Simply put, the gameplay of Solstice Chronicles: MIA was fun, especially when swarms of enemies begin to surround you. The controls took a little getting used to, but once I got the hang of it, I was eliminating mutant Martians left and right. The game features twin-stick combat with a variety of upgradeable guns, equipment, and your AI drone. Furthermore, skill trees and a threat level system make the gameplay more interesting and tactical. The threat level system determines how many enemies will spawn to attack you, and is determined using certain AI drone skills that you select.
At first, I felt like ammo was too readily available, but as I encountered larger groups of enemies, ammunition could not come soon enough. Unfortunately, ammo is tied into a total rather than different ammo for different guns. The need for ammo is also balanced with one of the drone skills, increasing the tactical aspect of battle. Aside from an otherwise enjoyable gameplay experience, one issue I encountered more than once was that the targeting system had issues when the enemies were at the top or bottom of a slightly elevated area, where turrets and flamethrowers would fire exactly horizontally rather than directly toward the enemy aimed at. Lastly, a lack of checkpoints meant that dying in the final firefight requires you to start again at the start of the level; however, I am hopeful that checkpoints will be added into a later build, given that the Alpha build’s levels were relatively short.
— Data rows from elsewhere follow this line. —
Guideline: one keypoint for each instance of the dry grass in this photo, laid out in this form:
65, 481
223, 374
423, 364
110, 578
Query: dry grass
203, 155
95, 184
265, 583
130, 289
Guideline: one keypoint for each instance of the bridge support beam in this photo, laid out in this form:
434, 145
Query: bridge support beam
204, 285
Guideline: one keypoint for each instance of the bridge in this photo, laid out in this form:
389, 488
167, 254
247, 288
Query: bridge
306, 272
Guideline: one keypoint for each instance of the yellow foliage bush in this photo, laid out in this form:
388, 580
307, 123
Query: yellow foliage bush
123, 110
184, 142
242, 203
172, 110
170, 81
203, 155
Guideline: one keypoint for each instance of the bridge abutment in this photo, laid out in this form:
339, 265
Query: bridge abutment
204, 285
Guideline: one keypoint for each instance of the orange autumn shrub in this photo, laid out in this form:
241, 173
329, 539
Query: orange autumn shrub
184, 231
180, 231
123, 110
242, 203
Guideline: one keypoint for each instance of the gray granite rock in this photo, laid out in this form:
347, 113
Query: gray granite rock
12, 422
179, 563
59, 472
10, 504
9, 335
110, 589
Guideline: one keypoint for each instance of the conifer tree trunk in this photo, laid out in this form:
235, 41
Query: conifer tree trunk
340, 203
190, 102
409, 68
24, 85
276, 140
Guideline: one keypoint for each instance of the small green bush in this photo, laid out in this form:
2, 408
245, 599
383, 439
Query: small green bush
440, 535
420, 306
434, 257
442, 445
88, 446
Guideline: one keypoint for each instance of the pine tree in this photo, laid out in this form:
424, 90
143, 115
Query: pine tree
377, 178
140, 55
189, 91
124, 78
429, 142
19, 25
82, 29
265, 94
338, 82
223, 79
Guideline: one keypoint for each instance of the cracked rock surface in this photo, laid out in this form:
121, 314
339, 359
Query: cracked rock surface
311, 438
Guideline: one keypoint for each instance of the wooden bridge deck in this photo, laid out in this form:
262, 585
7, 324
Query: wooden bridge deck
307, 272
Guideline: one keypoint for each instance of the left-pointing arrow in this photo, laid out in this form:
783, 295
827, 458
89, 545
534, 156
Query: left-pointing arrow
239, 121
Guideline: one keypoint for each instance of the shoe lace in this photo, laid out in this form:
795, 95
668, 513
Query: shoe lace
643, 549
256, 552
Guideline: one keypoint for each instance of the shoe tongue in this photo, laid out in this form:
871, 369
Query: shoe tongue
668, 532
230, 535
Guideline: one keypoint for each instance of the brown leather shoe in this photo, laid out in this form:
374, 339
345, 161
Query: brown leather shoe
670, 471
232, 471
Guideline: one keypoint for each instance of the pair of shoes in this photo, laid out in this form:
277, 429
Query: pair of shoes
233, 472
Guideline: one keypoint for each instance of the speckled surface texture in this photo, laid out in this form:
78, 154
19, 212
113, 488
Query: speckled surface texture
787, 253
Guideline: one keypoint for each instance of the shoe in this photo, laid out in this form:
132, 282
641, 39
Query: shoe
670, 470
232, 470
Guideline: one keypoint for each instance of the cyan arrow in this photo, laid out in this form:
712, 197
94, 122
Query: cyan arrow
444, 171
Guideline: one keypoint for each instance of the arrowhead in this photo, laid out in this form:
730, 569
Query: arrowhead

When I first booted up the game, I was met with a generic and relatively underwhelming title screen. Although I do expect this to improve by the final build, all the other screens have generally been pleasant. The graphics of the game are not great, but the attractive art style overcomes the technical quality. At times, the game emits a DOOM-like mood and aesthetic, albeit in an isometric viewpoint, partially due in part to its mars colonial setting and red overtones. Perhaps my favorite aesthetic quality in the game are the flames, particularly when using the flamethrower. The Alpha build did lack a fullscreen mode, which is unfortunate, but we hope to see it implemented in the final build.
Much like the graphics, the sounds within the game contribute well to the atmosphere, from the groans of mutants to water dripping in wet areas. The guns sound great, though if firing as I enter a cut scene, the guns will continue to fire in the background despite my character running on-screen. It is also worth noting that voice acting was present in the game, and the portions I experienced were done reasonably well. Though not in the Alpha build, I hope to see subtitles (in addition to a settings menu overall) as a bit of the dialogue was hard to hear the first time.
Solstice Chronicles: MIA is also set to debut its survival mode, though it was unavailable at the time of writing. Though minor details likely associated with the title being in its Alpha build, the core mechanics and gameplay of Solstice Chronicles: MIA are very well done. Solstice Chronicles: MIA is shaping up to be a quality title given what I have experienced, in conjunction with where the game is at developmentally. The team at Ironward certainly have the time available to shore up any minor issues, and we look forward to seeing the final product.